The differences become quite apparent using MPI’s Dynamic Style Analysis (“DSA”) to quantitatively assess the factor exposures that appear to be driving fund behavior. Of particular note is the level of exposure to assets intended to protect in  inflationary environments, such as TIPS and commodities.  Bridgewater’s Ray Dalio has long cautioned  about rising inflation and our analysis indicates that, out of the risk parity funds that we analyzed, theirs had the highest exposure estimate to assets intended to hedge inflation.  Some funds appear to have almost no inflation protection exposure at all.  Similarly, implied leverage (negative Cash exposure) ranges from zero to over 100%.

In the first eight months of the year, only one asset class has performed well – commodities.   TIPS, which are intended to protect against inflation, are nonetheless adversely affected by rising rates, as are all treasuries.

When computing 2022 quantitative performance attribution for the chart below, we separate Commodities from TIPS (the two component factors of the Inflationary assets)[2]. On an absolute basis, the funds that performed better either had high commodity exposure relative to the remainder of the portfolio (Invesco, AQR and the S&P Risk Parity benchmark), limited leverage (AQR, Columbia, Invesco) or both.

The low impact of implied leverage may come as a surprise. We should note that even though we assumed minimal cost of borrowing (at the level of 3 month TBills), increasing it by a couple of points won’t change things significantly. However, the real impact of leverage is borrowing to “invest” in poorly performing assets such as bonds and stocks over the year to date.
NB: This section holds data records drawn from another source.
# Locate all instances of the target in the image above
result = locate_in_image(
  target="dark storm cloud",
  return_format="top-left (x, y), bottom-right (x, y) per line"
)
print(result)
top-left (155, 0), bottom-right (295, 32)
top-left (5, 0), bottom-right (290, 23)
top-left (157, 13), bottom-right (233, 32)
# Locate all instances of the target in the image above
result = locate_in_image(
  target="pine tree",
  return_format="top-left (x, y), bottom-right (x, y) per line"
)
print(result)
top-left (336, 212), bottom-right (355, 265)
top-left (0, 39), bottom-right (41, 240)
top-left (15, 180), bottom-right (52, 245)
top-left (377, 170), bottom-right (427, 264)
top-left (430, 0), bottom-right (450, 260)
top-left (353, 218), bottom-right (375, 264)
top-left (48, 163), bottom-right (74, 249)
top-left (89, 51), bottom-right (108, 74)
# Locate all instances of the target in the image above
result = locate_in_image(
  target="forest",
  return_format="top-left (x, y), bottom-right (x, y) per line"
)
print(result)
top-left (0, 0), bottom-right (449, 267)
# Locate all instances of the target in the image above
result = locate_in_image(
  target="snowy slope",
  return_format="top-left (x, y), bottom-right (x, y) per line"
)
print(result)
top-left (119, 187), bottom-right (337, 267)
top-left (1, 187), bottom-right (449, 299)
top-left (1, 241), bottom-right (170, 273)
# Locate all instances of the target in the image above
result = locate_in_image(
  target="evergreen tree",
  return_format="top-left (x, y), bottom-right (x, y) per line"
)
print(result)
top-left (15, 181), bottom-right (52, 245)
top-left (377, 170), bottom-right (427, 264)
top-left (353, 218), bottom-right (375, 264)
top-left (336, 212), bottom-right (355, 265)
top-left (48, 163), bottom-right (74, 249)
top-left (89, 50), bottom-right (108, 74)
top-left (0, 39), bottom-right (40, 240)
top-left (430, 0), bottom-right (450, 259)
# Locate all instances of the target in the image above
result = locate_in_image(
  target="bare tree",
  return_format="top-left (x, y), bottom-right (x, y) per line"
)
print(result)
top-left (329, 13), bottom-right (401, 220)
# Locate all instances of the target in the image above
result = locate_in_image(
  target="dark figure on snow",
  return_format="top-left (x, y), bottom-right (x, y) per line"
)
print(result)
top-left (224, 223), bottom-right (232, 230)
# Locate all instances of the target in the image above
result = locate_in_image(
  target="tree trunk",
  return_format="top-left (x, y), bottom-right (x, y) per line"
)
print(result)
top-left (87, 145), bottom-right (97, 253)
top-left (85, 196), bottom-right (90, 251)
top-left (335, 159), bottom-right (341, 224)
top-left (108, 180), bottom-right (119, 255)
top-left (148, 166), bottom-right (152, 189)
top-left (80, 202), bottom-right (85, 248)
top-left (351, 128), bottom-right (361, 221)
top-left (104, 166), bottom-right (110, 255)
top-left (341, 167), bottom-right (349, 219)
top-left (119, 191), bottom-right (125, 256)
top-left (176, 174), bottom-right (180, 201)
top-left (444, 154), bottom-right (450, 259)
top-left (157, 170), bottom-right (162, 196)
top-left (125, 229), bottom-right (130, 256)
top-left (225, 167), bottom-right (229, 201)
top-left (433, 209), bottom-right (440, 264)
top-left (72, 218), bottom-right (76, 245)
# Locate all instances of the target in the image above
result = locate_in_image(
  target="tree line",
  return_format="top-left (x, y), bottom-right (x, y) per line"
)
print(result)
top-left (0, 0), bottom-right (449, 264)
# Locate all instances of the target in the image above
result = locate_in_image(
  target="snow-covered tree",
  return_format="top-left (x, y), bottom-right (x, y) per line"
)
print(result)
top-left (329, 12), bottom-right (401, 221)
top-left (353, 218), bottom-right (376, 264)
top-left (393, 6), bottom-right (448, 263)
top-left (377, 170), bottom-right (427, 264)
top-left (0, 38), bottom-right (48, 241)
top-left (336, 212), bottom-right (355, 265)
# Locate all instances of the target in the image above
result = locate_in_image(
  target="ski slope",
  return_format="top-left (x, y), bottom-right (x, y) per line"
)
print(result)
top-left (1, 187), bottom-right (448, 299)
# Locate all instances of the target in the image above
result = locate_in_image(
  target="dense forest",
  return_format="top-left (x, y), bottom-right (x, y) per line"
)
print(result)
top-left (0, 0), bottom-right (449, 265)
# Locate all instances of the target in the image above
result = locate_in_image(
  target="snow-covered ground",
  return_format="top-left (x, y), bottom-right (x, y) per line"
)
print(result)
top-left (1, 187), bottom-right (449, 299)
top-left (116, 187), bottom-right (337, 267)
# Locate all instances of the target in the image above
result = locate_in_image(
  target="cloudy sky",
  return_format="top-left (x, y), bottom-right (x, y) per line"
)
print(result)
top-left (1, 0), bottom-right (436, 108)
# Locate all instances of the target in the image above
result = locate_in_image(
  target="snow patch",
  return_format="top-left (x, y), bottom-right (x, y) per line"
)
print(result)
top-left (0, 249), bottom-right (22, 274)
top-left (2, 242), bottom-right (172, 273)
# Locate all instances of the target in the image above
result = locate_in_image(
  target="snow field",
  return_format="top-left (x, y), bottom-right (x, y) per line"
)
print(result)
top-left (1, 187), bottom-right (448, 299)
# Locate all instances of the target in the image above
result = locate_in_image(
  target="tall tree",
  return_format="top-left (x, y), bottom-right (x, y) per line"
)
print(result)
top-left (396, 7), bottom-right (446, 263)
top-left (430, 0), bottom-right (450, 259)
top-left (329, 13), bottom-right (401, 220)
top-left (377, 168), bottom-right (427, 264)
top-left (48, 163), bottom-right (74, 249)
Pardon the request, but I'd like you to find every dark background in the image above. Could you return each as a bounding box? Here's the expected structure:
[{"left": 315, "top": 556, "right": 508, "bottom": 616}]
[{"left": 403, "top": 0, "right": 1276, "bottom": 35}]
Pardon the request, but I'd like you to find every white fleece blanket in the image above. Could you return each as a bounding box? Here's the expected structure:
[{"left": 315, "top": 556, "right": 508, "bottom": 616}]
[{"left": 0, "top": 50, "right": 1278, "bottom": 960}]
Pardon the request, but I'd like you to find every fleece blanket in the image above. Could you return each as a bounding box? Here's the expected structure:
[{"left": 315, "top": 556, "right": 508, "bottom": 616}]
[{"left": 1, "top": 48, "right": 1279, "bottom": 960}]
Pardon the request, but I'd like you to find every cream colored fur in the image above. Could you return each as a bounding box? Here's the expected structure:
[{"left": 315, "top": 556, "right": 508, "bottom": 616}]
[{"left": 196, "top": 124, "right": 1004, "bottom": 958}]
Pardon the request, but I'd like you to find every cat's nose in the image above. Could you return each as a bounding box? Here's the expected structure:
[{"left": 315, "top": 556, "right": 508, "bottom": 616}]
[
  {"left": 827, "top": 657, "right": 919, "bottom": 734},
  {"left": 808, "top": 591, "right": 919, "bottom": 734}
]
To support this point the chart below details components of excess performance of each portfolio vs. the Global 60/40 benchmark. Each contribution is computed as the product of excess asset exposure weight over the benchmark times excess asset return over the benchmark. This chart provides a “lens” allowing one to evaluate each apparent under/over-exposure to a given asset in relation to the passive 60/40 benchmark.

Which leads us to a concluding take-away: while commodity exposure appears to have been the primary way to have mitigated losses during the recent period, every risk parity fund that we evaluated (and the risk parity benchmark) that had any kind of exposure to defensive inflationary assets benefitted significantly compared to the traditional 60/40 benchmark.  Beyond that, the under or outperformance of a given fund was primarily due to the extent of implied leverage in our analysis. In this regard, Invesco’s Balanced-Risk Allocation fund with its apparently limited leverage and significant commodities exposure,  seems to be the winner so far this year.

[1] 60% MSCI ACWI Index, 40% Bloomberg US Aggregate quarterly rebalanced

[2] Invesco and the S&P index show small estimated exposure to TIPS where there’s none according to the fund documents and the index methodology respectively. This is due to the fact that TIPS are correlated with fixed income and the factor model may have hard time distinguishing the two when monthly data is used. When we perform analysis using weekly or daily data the TIPS exposure is much closer to the reported allocations. The primary reason for using monthly data is due to Bridgewater’s All Weather returns are available only monthly.